Herta Muller, conosciamo la scrittrice rumena Premio Nobel della letteratura

Herta Muller ha tratteggiato il panorama dei diseredati” in Romania sotto la dittatura di Nicolae Ceausescu “con la concisione della poesia e la schiettezza della prosa”,

Herta Muller

Se a scriverlo è l’Accademia di Svezia. hai già compreso che la scrittrice in questione è un Nobel per la letteratura, uno di quei personaggi la cui valenza letteraria ha superato i confini dell’immaginazione lasciando di se un pensiero indelebile.

In questo caso il Nobel ad Herta Muller, tedesca di origini rumene, non è stato solo il riconoscimento alla scrittura, indiscutibilmente profonda, quanto la consapevolezza di apere di fronte un’autrice che ha dato voce e rappresentato la sofferenza di un popolo oppresso dalla dittatura.

Non è stata certo l’unica. Da sempre il pensiero scritto è stato considerato l’unica forma per contrapporsi alle contraddizioni di regimi totalitari, per diffondere le reali condizioni di un Paese, le sue difficoltà.

La realtà descritta da Herta Muller non è infatti per nulla facile, racconta di una Romania piegata dalle imposizioni, marchiata dal pensiero dittatoriale, l’impotenza di un popolo schiavizzato nell’anima.

Herta Mueller vita di una pasionaria rumena

Mai come in questo caso la scrittura è in qualche modo figlia del vissuto. Al di là delle attitudini letterarie, sono i fatti della vita a condizionare e spingere la scrittrice ad evocare il suo tempo e la sua realtà. Non è un pensiero astratto, per interpretare il suo pensiero è necessario leggere di lei, delle sue origini, la scelta difficile di allontanarsi dalla sua terra per sfuggire da ritorsioni tragiche.

La sua non è la mera biografia dello scrittore pervaso dall’ispirazione quanto il percorso di una consapevolezza politica, fondamentale perché nel tempo il pensiero potesse essere espresso e interpretato. La scrittura di Herta Muller vive e risente dei risvolti storici dell’epoca, leggere di lei e del suo passato è stato formativo ed interessante, spero lo sia anche te, credo proprio che valga la pena conoscerla.

Herta nasce infatti nel 1953 a Nițchidorf da una famiglia tedesca residente in Romania, Durante la seconda guerra mondiale, il padre fa parte delle Waffen-SS  essendo la Romania un’alleata della Germania nazista. Alla fine del conflitto, il paese passa sotto l’influenza dell’Unione Sovietica di Stalin, il quale, nel gennaio del 1945, ordinò la deportazione di tutti i rumeni di madrelingua tedesca di età compresa tra i 17 e i 45 anni, tra cui la madre della scrittrice.

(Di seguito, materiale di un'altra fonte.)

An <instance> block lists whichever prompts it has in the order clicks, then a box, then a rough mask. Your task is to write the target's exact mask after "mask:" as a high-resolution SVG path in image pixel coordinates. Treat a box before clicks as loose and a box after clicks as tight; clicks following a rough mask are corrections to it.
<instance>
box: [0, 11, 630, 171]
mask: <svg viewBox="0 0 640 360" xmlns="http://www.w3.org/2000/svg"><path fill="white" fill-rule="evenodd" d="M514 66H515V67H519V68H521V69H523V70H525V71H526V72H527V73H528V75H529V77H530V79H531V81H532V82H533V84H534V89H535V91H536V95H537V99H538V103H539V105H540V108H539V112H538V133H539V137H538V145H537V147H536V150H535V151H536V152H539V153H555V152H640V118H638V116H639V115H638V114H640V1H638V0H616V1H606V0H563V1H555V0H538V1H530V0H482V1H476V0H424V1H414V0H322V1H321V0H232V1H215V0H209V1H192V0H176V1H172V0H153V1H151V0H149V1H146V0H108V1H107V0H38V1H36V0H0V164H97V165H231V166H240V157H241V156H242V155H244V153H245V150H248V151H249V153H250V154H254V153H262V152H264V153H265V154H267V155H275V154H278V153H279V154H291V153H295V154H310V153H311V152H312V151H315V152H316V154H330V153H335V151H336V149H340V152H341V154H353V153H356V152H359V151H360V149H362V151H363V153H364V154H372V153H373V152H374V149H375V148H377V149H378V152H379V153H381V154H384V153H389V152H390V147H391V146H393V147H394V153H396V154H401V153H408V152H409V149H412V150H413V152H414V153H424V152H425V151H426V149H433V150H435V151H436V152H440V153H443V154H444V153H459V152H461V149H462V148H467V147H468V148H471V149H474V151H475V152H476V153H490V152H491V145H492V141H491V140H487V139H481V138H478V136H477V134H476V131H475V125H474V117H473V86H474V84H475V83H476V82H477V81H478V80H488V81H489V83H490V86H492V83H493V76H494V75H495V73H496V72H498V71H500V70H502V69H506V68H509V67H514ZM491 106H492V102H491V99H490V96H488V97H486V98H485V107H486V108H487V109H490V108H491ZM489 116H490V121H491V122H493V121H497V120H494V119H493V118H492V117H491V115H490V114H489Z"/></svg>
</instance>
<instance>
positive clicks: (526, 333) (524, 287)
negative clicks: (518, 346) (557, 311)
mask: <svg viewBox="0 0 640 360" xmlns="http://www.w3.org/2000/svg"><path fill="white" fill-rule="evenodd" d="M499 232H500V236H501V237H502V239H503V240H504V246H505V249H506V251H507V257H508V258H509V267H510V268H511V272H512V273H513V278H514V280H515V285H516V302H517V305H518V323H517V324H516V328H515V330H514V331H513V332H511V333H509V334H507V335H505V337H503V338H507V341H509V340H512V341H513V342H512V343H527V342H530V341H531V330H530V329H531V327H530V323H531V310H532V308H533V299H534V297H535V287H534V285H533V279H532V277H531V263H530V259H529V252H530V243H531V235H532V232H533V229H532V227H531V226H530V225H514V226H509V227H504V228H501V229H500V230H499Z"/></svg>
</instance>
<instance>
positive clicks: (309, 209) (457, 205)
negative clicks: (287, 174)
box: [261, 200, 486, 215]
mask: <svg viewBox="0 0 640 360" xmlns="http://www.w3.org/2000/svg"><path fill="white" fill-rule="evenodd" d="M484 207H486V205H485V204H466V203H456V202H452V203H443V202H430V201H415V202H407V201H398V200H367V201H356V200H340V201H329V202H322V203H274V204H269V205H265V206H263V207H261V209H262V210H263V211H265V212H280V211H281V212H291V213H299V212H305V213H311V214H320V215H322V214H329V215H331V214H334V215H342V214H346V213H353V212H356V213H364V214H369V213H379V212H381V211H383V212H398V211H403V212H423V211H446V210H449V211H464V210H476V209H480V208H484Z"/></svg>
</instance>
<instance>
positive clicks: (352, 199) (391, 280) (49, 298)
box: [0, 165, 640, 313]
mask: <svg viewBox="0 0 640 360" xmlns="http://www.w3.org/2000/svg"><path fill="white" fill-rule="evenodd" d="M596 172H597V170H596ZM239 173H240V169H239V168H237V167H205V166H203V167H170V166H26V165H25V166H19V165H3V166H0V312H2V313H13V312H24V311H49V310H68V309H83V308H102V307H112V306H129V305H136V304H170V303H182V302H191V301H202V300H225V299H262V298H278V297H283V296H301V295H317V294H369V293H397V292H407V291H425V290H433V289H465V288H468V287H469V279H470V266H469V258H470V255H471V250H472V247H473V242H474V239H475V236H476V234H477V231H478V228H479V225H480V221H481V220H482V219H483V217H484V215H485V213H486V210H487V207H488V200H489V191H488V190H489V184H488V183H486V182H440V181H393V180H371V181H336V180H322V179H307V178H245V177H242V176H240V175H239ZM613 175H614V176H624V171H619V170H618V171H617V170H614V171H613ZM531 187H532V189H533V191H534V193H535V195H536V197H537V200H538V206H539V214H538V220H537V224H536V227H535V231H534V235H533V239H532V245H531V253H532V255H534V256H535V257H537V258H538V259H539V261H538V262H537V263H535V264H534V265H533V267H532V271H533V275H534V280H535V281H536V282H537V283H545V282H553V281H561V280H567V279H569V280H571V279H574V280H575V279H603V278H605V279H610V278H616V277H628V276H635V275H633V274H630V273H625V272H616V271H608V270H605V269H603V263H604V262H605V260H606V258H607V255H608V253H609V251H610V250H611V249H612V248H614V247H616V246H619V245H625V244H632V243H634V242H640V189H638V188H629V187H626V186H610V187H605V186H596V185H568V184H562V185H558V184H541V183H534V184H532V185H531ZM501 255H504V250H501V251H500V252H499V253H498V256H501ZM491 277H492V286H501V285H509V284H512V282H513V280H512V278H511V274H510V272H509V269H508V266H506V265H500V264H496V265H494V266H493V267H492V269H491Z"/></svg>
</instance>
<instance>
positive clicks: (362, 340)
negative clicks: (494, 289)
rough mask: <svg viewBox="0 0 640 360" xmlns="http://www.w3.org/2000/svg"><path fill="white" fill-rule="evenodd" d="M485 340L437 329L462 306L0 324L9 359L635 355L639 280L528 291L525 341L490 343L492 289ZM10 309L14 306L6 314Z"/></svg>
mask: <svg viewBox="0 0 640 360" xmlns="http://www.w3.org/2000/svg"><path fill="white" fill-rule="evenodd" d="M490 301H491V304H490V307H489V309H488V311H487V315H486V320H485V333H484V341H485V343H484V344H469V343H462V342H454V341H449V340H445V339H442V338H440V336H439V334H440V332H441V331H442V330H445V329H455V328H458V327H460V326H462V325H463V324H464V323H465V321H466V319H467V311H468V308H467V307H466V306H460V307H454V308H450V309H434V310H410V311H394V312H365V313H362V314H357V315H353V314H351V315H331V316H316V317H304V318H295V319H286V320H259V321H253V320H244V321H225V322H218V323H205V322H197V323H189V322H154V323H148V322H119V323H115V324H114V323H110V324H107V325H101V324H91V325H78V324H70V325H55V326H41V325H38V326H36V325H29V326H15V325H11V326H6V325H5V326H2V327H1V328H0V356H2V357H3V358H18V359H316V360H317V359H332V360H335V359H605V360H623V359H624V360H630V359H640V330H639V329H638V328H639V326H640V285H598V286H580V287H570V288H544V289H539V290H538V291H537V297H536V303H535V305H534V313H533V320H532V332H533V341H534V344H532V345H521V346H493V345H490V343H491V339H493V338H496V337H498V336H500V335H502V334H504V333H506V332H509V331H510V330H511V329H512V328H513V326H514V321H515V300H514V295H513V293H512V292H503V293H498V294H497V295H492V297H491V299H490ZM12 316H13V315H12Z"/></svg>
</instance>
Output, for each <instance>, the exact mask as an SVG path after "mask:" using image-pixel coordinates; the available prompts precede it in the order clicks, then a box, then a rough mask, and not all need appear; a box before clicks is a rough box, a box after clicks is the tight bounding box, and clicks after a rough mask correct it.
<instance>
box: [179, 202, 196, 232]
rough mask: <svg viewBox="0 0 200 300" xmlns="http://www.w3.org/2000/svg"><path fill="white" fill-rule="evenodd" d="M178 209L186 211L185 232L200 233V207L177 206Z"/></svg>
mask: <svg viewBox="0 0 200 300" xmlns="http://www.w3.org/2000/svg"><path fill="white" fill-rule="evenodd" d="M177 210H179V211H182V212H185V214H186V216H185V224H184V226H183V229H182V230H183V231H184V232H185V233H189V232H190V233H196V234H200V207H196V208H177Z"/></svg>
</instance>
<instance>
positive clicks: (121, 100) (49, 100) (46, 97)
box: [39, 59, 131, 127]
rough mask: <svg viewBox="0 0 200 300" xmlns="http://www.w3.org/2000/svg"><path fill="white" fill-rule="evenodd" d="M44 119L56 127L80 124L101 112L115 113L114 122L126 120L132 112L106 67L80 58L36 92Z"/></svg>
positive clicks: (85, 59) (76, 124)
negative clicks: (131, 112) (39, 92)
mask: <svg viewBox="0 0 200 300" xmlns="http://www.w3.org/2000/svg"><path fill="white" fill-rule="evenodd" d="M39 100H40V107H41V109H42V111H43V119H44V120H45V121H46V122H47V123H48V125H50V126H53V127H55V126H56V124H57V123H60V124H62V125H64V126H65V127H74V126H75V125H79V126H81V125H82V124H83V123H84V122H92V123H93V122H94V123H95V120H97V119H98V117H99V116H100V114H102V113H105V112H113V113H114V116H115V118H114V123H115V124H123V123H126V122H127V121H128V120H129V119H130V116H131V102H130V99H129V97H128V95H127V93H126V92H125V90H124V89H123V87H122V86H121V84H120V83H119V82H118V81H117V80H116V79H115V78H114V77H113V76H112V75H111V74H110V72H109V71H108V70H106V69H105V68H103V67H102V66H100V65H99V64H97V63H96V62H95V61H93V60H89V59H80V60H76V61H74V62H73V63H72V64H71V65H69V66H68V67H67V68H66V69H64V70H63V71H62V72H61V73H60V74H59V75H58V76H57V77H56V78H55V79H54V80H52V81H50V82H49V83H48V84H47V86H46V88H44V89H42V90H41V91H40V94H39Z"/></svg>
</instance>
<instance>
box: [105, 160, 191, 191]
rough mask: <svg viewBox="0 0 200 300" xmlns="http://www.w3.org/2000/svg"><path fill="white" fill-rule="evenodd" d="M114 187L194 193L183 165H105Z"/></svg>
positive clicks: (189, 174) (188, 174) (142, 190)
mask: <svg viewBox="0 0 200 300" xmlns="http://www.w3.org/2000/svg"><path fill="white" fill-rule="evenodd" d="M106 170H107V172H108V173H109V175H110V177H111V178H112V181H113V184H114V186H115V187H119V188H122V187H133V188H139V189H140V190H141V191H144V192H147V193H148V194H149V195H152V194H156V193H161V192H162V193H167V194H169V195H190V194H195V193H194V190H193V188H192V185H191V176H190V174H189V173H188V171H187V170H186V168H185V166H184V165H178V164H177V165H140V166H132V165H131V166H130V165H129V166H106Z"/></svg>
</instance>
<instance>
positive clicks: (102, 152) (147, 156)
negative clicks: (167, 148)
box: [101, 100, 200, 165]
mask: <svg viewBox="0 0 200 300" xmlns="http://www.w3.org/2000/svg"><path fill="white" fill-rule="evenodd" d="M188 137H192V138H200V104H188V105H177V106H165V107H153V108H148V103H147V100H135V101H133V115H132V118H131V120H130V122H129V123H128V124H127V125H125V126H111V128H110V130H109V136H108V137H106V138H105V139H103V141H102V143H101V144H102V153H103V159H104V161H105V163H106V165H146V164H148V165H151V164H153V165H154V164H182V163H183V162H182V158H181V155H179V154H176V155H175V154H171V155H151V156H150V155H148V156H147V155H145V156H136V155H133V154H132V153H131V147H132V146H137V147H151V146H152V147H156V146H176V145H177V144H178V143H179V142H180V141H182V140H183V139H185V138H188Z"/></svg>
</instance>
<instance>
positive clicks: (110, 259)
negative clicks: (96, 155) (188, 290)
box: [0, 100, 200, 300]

Herta cresce quindi in un ambiente rurale dove il tedesco è comunque la lingua principale, imparerà il rumeno solo nei primi anni degli studi superiori. Dopo aver concluso gli studi filologici, lavora come traduttrice in una fabbrica che la isola dal mondo esterno oltre a impegnarla fisicamente, uno stato d’animo che riesce ad esorcizzare affidando i suoi pensieri alla scrittura. Nel 1976, lavora come traduttrice per un’azienda ingegneristica, dalla quale sarà licenziata nel 1979 per non aver collaborato con la Securitate, i servizi segreti del regime comunista rumeno.

Vive lavorando come maestra d’asilo e insegnando tedesco e nel 1982 pubblica Bassure, il primo libro che pur avendo un bambino come protagonista, denuncia la violenza del regime e per questo censurato in molte sue parti. La versione integrale uscirà solo due anni dopo in Germania, insieme a Tango Oppressivo, il suo secondo libro

Nel 1987, perseguitata dalla Securitate, lascia la Romania e si trasferisce a Berlino In Germania, insieme allo scrittore Richard Wagner, all’epoca suo marito, dove comincia ad insegnare presso l’università. L’esperienza dell’esilio in Germani lo si può ritrovare sintetizzata  nel romanzo  In viaggio su una gamba sola

Nel 1991 Herta Muller si trasferisce a Roma per una borsa di studio all’Accademia Tedesca Villa Massimo. e nel 1995 diventa membro dell’Accademia tedesca di Letteratura e Poesia. Nel 1997 lascia il PEN International, (associazione e organizzazione internazionale non governativa di scrittori). per protestare la decisione di riunire le associazioni che facevano capo alla Germania Est ed Ovest prima del crollo del Muro di Berlino.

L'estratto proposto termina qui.